A trace is a sequence of spans that form a request structure. Each span has a unique identifier, thus allowing for the assembly of a tree of spans, displaying the sequence of operations and their dependencies during the request execution.

3. Technical Design

This diagram depicts the subsystem’s technical design.

distributed tracing subsystem.drawio

4. Subsystem сomponents

Component Name Namespace Deployment Origin Repository Purpose

Jaeger Operator

istio-system

jaeger-operator

3rd-party

gerrit:/mdtu-ddm/infrastructure/service-mesh

Auxiliary software that performs deployment, configuration, and recovery functions of Jaeger as a subsystem component.

Jaeger Collector

istio-system

jaeger-collector

3rd-party

Component designed for the collection, processing, and filtering of tracing data from various sources. It aggregates the data and ensures reliable storage in the required format for further analysis and visualization.

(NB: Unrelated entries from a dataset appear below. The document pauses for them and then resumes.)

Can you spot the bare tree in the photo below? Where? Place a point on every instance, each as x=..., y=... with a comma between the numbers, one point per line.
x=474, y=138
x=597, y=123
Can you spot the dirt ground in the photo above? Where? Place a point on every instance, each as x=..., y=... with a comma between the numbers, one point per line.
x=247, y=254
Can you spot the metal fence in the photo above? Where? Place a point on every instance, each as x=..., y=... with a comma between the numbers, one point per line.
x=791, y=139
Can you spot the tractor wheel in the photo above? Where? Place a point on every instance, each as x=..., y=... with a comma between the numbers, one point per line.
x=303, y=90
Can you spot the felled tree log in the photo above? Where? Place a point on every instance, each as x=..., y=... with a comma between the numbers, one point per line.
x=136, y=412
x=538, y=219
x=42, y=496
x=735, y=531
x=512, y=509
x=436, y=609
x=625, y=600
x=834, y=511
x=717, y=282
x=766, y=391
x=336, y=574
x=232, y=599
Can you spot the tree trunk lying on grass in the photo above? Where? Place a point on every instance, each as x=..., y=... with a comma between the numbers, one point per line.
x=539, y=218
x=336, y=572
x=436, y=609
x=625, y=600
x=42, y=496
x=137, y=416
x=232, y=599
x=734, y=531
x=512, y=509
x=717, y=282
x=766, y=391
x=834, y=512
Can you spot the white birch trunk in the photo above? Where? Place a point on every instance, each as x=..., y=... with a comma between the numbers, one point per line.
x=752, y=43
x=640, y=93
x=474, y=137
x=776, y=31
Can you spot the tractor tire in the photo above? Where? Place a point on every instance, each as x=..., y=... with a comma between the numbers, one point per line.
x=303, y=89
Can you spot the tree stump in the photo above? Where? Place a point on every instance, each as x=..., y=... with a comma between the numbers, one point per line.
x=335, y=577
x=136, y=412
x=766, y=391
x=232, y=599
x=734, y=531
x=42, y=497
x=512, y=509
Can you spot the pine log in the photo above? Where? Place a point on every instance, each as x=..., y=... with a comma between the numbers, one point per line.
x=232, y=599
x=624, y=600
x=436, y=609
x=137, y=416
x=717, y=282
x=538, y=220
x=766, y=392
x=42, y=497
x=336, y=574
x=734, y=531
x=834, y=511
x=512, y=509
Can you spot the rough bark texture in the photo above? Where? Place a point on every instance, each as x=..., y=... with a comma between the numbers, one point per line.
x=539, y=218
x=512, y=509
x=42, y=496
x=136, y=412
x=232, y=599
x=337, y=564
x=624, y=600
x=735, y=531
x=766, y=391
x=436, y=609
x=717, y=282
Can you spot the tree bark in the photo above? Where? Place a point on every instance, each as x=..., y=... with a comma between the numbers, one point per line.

Query Service and Web Interface

istio-system

jaeger-query

3rd-party

Component provides a web interface for searching and filtering traces and their visualization and analysis.

5. Technology stack

The following technologies were used during the design and development of the subsystem:

6. Subsystem quality attributes

6.1. Observability

The Request tracing subsystem provides a comprehensive overview of the Platform’s behavior, allowing administrators and developers to monitor performance, detect anomalies, and identify potential operational issues.

6.2. Performance

The Request tracing subsystem offers unobtrusive instrumentation support for tracing and efficient data storage and indexing. This functionality enables high-performance monitoring of requests within the Platform without expending excessive computational resources.

6.3. Scalability

The Request tracing subsystem is designed considering large volumes of tracing data, supporting horizontal scalability and distributed data storage.

6.4. Security

An additional proxy component protects the user interface. In conjunction with the centralized Users and roles management subsystem, it is responsible for granting access and segregating rights. By default, users are granted minimal rights necessary to accomplish their tasks.

A mechanism is present to restrict access to the interface, which minimizes the subsystem’s attack surface from the outside.

All events within the subsystem are logged and available for further analysis when needed by the Event logging subsystem.

The subsystem does not have access to sensitive data and does not store it.